リテンションにはさまざまな方法があります。例えば、スタッフの体調やモチベーションといった感覚的な情報、いわゆる「定性データ」を集積することで、適切なサポートをタイムリーに提供できるようにする方法があります。そのほか、従業員が相談を書き込めるシステムを導入し、従業員数の多い企業でも個別の相談に対応しやすくする方法もあります。リテンションを行うことで、従業員の定性データを集めやすくなるとともに、正確な把握ができ、タレントマネジメントの成功につなげることができます。

タレントマネジメントの成功事例

実際にタレントマネジメントを導入した企業の成功事例を紹介します。

全国展開するフランチャイズ型チェーンの例

業種:メディア事業、アミューズメント事業
従業員数:5,000名以上(グループ全体)
資本金:50~100億円

店長のパフォーマンスによって店舗売り上げが大きく左右されるので、店長候補となる人材をいかに確保するかを重要視していました。そこで、以前よりパート・アルバイトから店長候補者の社員登用を積極的に実施。タレントマネジメントを実践できるICTを導入し、次のような施策を行いました。

・パフォーマンスの高い店長の要件をデータ解析
・社員候補のパート・アルバイトについても一人ひとりの事業適性、意欲、スキル情報、商品知識などの情報を月次でデータ収集・更新

これにより、店長候補をすぐ検索できる仕組みを構築しました。またデータ化・セグメント化ができたことで、リテンション向上にもつなげています。各地のスタッフからの相談をデータで集める仕組みを整え、対応の緊急度が高いスタッフを定期的に検索し、相談内容に応じてサポートするというリテンションの仕組みを生み出しました。自社の目的に合った人材の発掘・確保と、多拠点型事業でありながらきめ細かなリテンション対応を行うことに成功した事例です。

若手社員の早期育成を目指した事例

業種:総合商社
従業員数:2,000名以上(単体)
資本金:1,500億円以上

持続的成長のため、グループ内に多数ある事業会社の経営領域に若手社員をアサインする方針を取り、若手社員の早期成長が重要テーマとなっていました。しかし、商社特有の縦割りの組織運営がベースにあるなど、既存の人材マネジメントでは解決できない問題を抱えていましたが、タレントマネジメントを次のように導入しました。

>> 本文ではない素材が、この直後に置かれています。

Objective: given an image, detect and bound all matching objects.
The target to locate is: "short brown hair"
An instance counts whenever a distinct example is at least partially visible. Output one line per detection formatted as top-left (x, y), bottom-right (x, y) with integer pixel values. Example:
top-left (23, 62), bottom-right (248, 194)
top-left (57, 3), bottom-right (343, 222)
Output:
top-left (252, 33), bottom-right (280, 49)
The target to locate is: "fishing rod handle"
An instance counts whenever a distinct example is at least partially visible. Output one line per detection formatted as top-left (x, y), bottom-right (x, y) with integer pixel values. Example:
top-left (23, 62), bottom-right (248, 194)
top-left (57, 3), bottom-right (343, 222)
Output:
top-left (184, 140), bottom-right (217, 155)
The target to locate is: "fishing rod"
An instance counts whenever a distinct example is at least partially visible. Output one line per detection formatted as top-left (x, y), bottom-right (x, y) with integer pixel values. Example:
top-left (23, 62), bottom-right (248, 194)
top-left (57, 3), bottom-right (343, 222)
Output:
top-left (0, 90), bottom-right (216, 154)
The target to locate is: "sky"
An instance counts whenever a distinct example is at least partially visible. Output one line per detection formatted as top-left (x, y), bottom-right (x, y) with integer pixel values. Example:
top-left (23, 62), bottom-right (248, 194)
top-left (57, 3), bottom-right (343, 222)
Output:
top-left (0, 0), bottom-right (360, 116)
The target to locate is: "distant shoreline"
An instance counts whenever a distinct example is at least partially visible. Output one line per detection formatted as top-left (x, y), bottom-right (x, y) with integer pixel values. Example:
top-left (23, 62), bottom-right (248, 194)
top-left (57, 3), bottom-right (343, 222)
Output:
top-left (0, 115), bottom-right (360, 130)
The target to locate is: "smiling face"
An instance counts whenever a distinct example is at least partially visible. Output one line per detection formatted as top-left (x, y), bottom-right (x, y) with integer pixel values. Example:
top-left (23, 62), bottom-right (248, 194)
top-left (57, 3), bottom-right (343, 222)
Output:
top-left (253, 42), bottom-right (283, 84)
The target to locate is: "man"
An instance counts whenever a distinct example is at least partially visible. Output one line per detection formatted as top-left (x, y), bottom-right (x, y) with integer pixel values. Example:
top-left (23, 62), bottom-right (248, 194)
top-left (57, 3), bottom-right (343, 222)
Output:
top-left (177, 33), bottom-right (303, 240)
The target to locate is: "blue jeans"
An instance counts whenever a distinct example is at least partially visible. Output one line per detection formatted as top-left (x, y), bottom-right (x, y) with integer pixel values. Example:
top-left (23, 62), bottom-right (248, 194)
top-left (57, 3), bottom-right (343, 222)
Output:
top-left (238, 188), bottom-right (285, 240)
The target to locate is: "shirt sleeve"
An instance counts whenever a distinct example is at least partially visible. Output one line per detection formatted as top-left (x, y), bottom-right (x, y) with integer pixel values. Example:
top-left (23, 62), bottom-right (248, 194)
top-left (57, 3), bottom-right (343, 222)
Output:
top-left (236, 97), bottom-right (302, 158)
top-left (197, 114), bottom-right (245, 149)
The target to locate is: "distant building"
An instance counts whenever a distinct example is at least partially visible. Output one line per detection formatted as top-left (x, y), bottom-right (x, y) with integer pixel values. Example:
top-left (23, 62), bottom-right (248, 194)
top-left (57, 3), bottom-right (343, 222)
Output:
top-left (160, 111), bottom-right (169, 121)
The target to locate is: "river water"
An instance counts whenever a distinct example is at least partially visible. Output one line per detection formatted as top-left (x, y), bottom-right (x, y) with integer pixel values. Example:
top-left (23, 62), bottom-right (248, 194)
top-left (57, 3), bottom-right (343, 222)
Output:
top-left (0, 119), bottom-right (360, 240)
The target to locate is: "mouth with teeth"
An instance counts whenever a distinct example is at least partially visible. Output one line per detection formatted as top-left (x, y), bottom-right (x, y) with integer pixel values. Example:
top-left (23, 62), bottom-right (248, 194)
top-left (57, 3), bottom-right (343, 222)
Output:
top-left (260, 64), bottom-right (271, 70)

・データベースを構築し、全社横断的に人と組織を「見える化」
・人事評価にメリハリを付けることで、人材の積極的な登用をスタート
・複数のシステムに分散して蓄積していた人事、評価、目標設定、アセスメントなどさまざまな社員情報を一元化
・本人が希望するキャリアプランを上司と共有する場の設定
・スキルなどのハードデータだけでなく、性格や行動特性、上司や仲間との相性などソフトデータも蓄積
・事務職を含む全社員が活躍できる環境整備

これにより、若手社員の活躍機会が広がるとともに、社員の成長に対する会社のサポートをより手厚くすることに成功しました。また、人事に関わる業務効率も格段にアップしました。

【出典】株式会社パーソル総合研究所「タレントマネジメントシステム「HITO-Talent」 事例」

タレントマネジメントは目的の明確化から

タレントマネジメントは会社の成長を助け、個人のはたらき方をフォローすることもできますが、短期的に結果を求められるものではありません。

まずは、ファーストステップとして導入目的を明確にすることが大事です。目的がなければ、社員の納得感も得られず、得た情報の活用法を間違えてしまいます。会社の中長期的な経営戦略のもと、どのような目的で人材マネジメントを行うか整理をすることから、タレントマネジメントを始めてはいかがでしょうか。